Curse of dimensionality: Cosmos — All that is, or was, or ever will be

Curse of dimensionality

cosmos 4th December 2018 at 6:18pm

video – discretization scales poorly to high dimensional state spaces.

See Elements of Statistical learning

As can be seen by applying Nearest-neighbour classification, the size of the neighbourhood to consider a certain fraction of the total populations for the choice, grows with dimension (linear size needs to be larger to have same fraction of total volume). The problem then is that we are making the choice based on points which are quite far in terms of linear distance, and thus need not be good predictors any more. This is the curse of dimensionality.

See page 18 in Murphy's book

The main way to combat the curse of dimensionality is to make some assumptions about the nature of the data distribution (either p(y|x) for a supervised problem or p(x) for an unsupervised problem). These assumptions, known as inductive bias, are often embodied in the form of a parametric model, which is a statistical model with a fixed number of parameters.

http://www.dbs.ifi.lmu.de/~zimek/publications/SSDBM2010/SNN-SSDBM2010-preprint.pdf. See page 5 for some interesting comments (c.f. Sloppy systems)

In many cases (for many distance measures) distances between pairs of points (distributed in some way) tend to their mean (i.e. their variance decreases) as we increase dimension. These well-known studies generally assumed that the full data set followed a single data distribution, subject to certain restrictions. In fact, when the data follows a mixture of distributions, the concentration effect is not always observed; in such cases, distances between members of different distributions may not necessarily tend to the global mean as the dimensionality increases.

Curse of dimensionality in k-NN

Bias and the curse of dimensionality

We have argued that the main reason deep neural networks are able to generalize is because their implicit prior over functions is heavily biased. We base this claim on PAC-Bayes theory, which tells us that enough bias implies generalization. The contrapositive of this claim is that bad generalization implies small bias. In other words, models which perform poorly on certain tasks relative to deep learning, should show little bias. Here we describe some examples of this, connecting them to the curse of dimensionality. In future work, we plan to explore the converse statement, that small bias implies bad generalization — one way of approaching this would be via lower bounds matching the PAC-Bayes upper bound.

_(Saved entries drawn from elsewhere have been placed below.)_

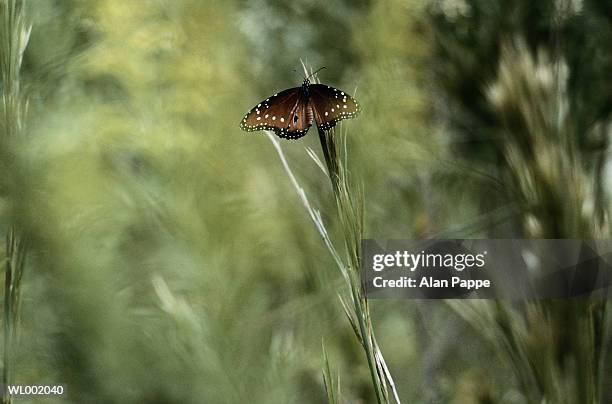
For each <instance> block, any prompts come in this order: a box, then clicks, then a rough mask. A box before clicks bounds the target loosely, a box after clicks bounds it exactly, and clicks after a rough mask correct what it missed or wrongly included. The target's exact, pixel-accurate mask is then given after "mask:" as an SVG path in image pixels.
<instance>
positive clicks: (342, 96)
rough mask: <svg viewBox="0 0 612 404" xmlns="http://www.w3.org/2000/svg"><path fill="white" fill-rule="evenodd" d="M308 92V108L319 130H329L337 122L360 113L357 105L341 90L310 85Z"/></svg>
mask: <svg viewBox="0 0 612 404" xmlns="http://www.w3.org/2000/svg"><path fill="white" fill-rule="evenodd" d="M309 91H310V106H311V107H312V109H313V112H314V118H315V120H316V121H317V127H318V128H319V129H321V130H329V129H331V128H333V127H334V126H336V123H338V122H339V121H341V120H343V119H350V118H354V117H356V116H357V115H359V113H361V107H360V106H359V103H358V102H357V101H356V100H355V99H354V98H353V97H351V96H350V95H348V94H347V93H345V92H344V91H342V90H338V89H337V88H333V87H330V86H326V85H324V84H311V85H310V87H309Z"/></svg>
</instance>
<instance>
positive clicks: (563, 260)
mask: <svg viewBox="0 0 612 404" xmlns="http://www.w3.org/2000/svg"><path fill="white" fill-rule="evenodd" d="M362 248H363V253H364V255H363V256H364V259H363V261H362V268H361V276H362V282H363V283H364V285H365V289H366V293H367V295H368V297H369V298H374V299H376V298H409V299H512V300H521V299H568V298H600V299H607V298H610V297H612V240H535V239H478V240H474V239H452V240H362Z"/></svg>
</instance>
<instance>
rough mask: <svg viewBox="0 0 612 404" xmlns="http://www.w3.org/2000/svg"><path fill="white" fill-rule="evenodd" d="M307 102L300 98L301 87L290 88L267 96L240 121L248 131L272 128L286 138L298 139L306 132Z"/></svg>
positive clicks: (284, 137) (246, 114) (245, 128)
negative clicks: (306, 105) (286, 89)
mask: <svg viewBox="0 0 612 404" xmlns="http://www.w3.org/2000/svg"><path fill="white" fill-rule="evenodd" d="M305 104H306V103H304V102H301V100H300V87H295V88H290V89H288V90H285V91H281V92H280V93H278V94H274V95H273V96H271V97H269V98H266V99H265V100H263V101H261V102H260V103H259V104H257V105H256V106H255V107H253V108H252V109H251V110H250V111H249V112H248V113H247V114H246V115H245V116H244V118H243V119H242V121H241V122H240V128H241V129H243V130H246V131H247V132H252V131H257V130H272V131H274V133H276V135H278V136H279V137H282V138H286V139H298V138H300V137H302V136H304V135H305V134H306V132H307V131H308V127H309V126H310V125H307V126H306V125H305V122H306V119H305V115H306V113H305V111H306V105H305Z"/></svg>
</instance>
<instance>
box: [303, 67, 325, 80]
mask: <svg viewBox="0 0 612 404" xmlns="http://www.w3.org/2000/svg"><path fill="white" fill-rule="evenodd" d="M323 69H325V66H323V67H321V68H320V69H317V71H315V72H314V73H311V74H310V76H308V77H306V80H308V79H309V78H311V77H312V76H314V75H315V74H317V73H319V72H320V71H321V70H323Z"/></svg>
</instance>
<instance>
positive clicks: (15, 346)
mask: <svg viewBox="0 0 612 404" xmlns="http://www.w3.org/2000/svg"><path fill="white" fill-rule="evenodd" d="M0 21H1V22H2V27H0V77H1V79H2V83H1V97H2V98H1V100H0V105H1V108H2V123H1V125H2V126H1V130H2V133H1V134H0V136H1V138H0V159H1V161H0V163H1V164H2V168H3V171H4V172H5V173H14V172H16V171H18V170H17V169H16V168H17V167H16V158H15V155H14V152H13V151H12V146H13V143H14V141H15V138H16V137H17V136H18V135H20V134H21V133H22V132H23V122H24V118H25V114H26V109H27V102H26V100H25V98H24V97H23V95H22V93H21V80H20V71H21V63H22V60H23V53H24V52H25V49H26V46H27V43H28V40H29V36H30V32H31V25H30V24H29V23H28V22H27V17H26V9H25V2H24V1H21V0H4V1H1V2H0ZM8 181H9V183H8V184H6V183H3V184H2V185H3V186H7V188H8V189H7V190H3V191H5V193H6V194H7V195H8V197H9V198H11V197H12V196H14V194H15V192H16V191H17V186H16V182H17V181H15V179H14V178H11V179H8ZM12 202H13V203H14V204H15V205H16V204H17V203H16V201H12ZM11 221H12V220H11ZM27 245H28V243H27V237H26V236H25V233H24V232H23V231H21V230H20V229H19V228H18V226H17V224H15V223H11V224H9V226H8V229H7V234H6V251H5V254H6V256H5V265H4V271H5V273H4V299H3V304H4V308H3V314H4V316H3V332H4V338H3V355H2V361H3V368H2V383H3V386H4V391H3V394H2V402H3V403H5V404H6V403H11V402H12V398H11V397H10V395H9V394H8V391H7V386H8V385H9V384H12V383H13V381H14V353H15V347H16V344H17V338H18V327H19V313H20V304H21V289H22V287H21V286H22V278H23V272H24V269H25V261H26V254H27Z"/></svg>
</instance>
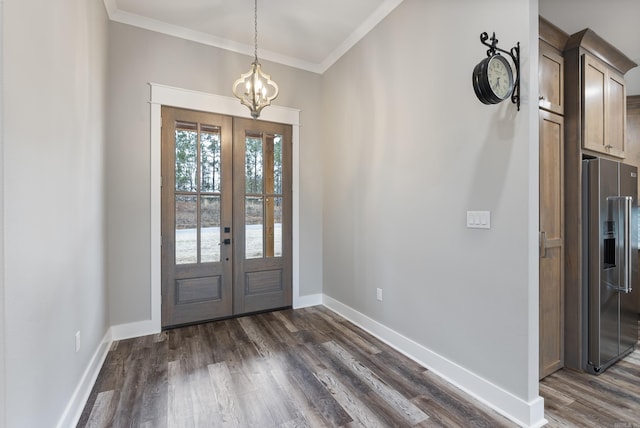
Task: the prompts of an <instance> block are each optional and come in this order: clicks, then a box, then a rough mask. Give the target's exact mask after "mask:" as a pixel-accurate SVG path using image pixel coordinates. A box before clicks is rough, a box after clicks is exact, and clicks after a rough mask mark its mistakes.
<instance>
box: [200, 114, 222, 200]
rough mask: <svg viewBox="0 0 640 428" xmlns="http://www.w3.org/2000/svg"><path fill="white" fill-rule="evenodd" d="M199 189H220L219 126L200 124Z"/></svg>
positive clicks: (211, 189)
mask: <svg viewBox="0 0 640 428" xmlns="http://www.w3.org/2000/svg"><path fill="white" fill-rule="evenodd" d="M200 151H201V153H200V175H201V182H200V191H201V192H219V191H220V128H219V127H215V126H207V125H202V126H201V133H200Z"/></svg>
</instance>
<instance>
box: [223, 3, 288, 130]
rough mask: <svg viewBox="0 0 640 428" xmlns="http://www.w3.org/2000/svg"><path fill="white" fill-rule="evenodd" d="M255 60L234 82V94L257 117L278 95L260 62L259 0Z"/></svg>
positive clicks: (253, 117) (277, 91) (276, 85)
mask: <svg viewBox="0 0 640 428" xmlns="http://www.w3.org/2000/svg"><path fill="white" fill-rule="evenodd" d="M253 17H254V39H253V40H254V60H253V62H252V63H251V69H250V70H249V71H248V72H246V73H244V74H241V75H240V78H239V79H238V80H236V81H235V83H234V84H233V95H235V96H236V97H237V98H239V99H240V102H241V103H242V104H244V105H245V106H247V107H249V110H251V116H252V117H253V118H254V119H257V118H258V117H259V116H260V111H262V109H263V108H265V107H266V106H268V105H270V104H271V101H272V100H273V99H275V98H276V97H277V96H278V85H276V83H275V82H274V81H272V80H271V76H269V75H268V74H266V73H264V72H263V71H262V67H261V66H260V62H258V0H255V5H254V13H253Z"/></svg>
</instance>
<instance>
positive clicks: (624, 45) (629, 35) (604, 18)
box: [538, 0, 640, 95]
mask: <svg viewBox="0 0 640 428" xmlns="http://www.w3.org/2000/svg"><path fill="white" fill-rule="evenodd" d="M538 7H539V12H540V15H541V16H544V17H545V18H546V19H547V20H548V21H550V22H552V23H553V24H555V25H556V26H557V27H559V28H560V29H562V30H564V31H565V32H567V33H569V34H574V33H577V32H578V31H581V30H584V29H585V28H590V29H592V30H593V31H595V32H596V33H597V34H598V35H599V36H600V37H602V38H603V39H605V40H606V41H608V42H609V43H611V44H612V45H614V46H615V47H617V48H618V49H619V50H620V51H622V53H624V54H625V55H626V56H628V57H629V58H631V59H632V60H633V61H634V62H635V63H637V64H640V1H638V0H608V1H602V0H538ZM625 80H626V82H627V95H640V67H636V68H634V69H632V70H631V71H629V72H628V73H627V74H626V75H625Z"/></svg>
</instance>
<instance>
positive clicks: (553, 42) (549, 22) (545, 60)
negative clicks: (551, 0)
mask: <svg viewBox="0 0 640 428" xmlns="http://www.w3.org/2000/svg"><path fill="white" fill-rule="evenodd" d="M539 34H540V45H539V57H538V82H539V90H540V96H539V97H538V100H539V103H538V105H539V107H540V108H541V109H544V110H548V111H550V112H552V113H557V114H560V115H563V114H564V58H563V57H562V51H563V50H564V46H565V44H566V42H567V39H568V38H569V35H568V34H567V33H565V32H564V31H562V30H560V29H559V28H558V27H556V26H555V25H553V24H551V23H550V22H549V21H547V20H546V19H544V18H543V17H540V18H539Z"/></svg>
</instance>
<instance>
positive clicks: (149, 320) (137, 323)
mask: <svg viewBox="0 0 640 428" xmlns="http://www.w3.org/2000/svg"><path fill="white" fill-rule="evenodd" d="M161 330H162V327H161V326H160V322H159V320H158V321H155V320H144V321H137V322H132V323H128V324H118V325H113V326H111V337H112V339H113V340H124V339H131V338H132V337H140V336H146V335H149V334H158V333H160V331H161Z"/></svg>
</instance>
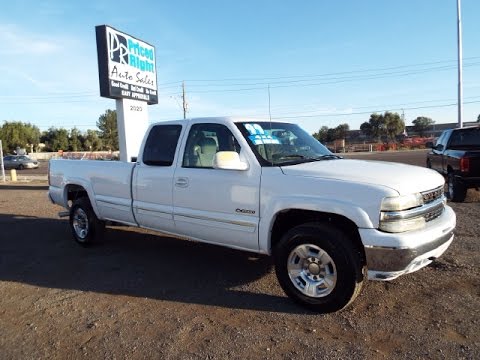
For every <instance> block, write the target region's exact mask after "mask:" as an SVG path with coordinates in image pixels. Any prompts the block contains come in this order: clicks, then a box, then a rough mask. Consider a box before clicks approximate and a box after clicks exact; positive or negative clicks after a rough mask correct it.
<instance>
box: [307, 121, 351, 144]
mask: <svg viewBox="0 0 480 360" xmlns="http://www.w3.org/2000/svg"><path fill="white" fill-rule="evenodd" d="M349 130H350V126H349V125H348V124H340V125H338V126H337V127H336V128H331V129H329V128H328V126H322V127H321V128H320V130H318V132H316V133H314V134H313V137H314V138H315V139H317V140H318V141H320V142H321V143H323V144H325V143H328V142H331V141H334V140H337V139H345V138H346V137H347V134H348V131H349Z"/></svg>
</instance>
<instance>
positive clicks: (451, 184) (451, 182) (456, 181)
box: [447, 172, 467, 202]
mask: <svg viewBox="0 0 480 360" xmlns="http://www.w3.org/2000/svg"><path fill="white" fill-rule="evenodd" d="M447 185H448V197H449V198H450V200H452V201H454V202H462V201H464V200H465V198H466V197H467V188H466V187H465V185H463V184H462V182H461V181H460V180H458V179H457V178H456V177H455V175H454V174H453V172H449V173H448V178H447Z"/></svg>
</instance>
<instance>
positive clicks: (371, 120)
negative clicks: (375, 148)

Complex machine learning tasks require models which are expressive enough to be able to learn the target function. For this reason, before deep learning, the main approach to complex tasks was to use non-parametric models which are infinitely expressible. These include Gaussian processes and other kernel methods. However, unlike deep learning, these models were not successful when applied to tasks where the dimensionality of the input space was very large. We therefore expect that these models show little bias, as they generalize poorly.

Many of these models use kernels which encode some notion of local continuity. For example, the Gaussian kernel ensures that points within a ball of radius $\lambda$ are highly correlated. On the other hand, points separated by a distance greater than $\lambda$ can be very different. Intuitively, we can divide the space into regions of length scale $\lambda$ . If the input domain we re considering has $O(1)$ volume, and has dimensionality $d$ (is a subset of $\mathbb{R}^d$ ), then the volume of each of these regions is of order $\lambda^d$ , and the number of these regions is of order $1/\lambda^d$ . In the case of binary classification, we can estimate the effective number of functions which the kernel "prefers" by constraining the function to take label $0$ or $1$ within each region, but with no further constraint. The number of such functions is $2^{a^d}$ , where we let $a:=1/\lambda$ . Each of these functions is equally likely, and together they take the bulk of the total probability, so that they have probability close to $2^{-a^d}$ , which decreases very quickly with dimension.

Kernels like the Gaussian kernel are biased towards functions which are locally continuous. However, for high dimension $d$ , they are not biased \emph{enough}. In particular, as the the probability of the most likely functions grows doubly exponentially with $d$ , we expect PAC-Bayes-like bounds to grow exponentially with $d$ , quickly becoming vacuous. This argument is essentially a way of understanding the curse of dimensionality from the persective of priors over functions.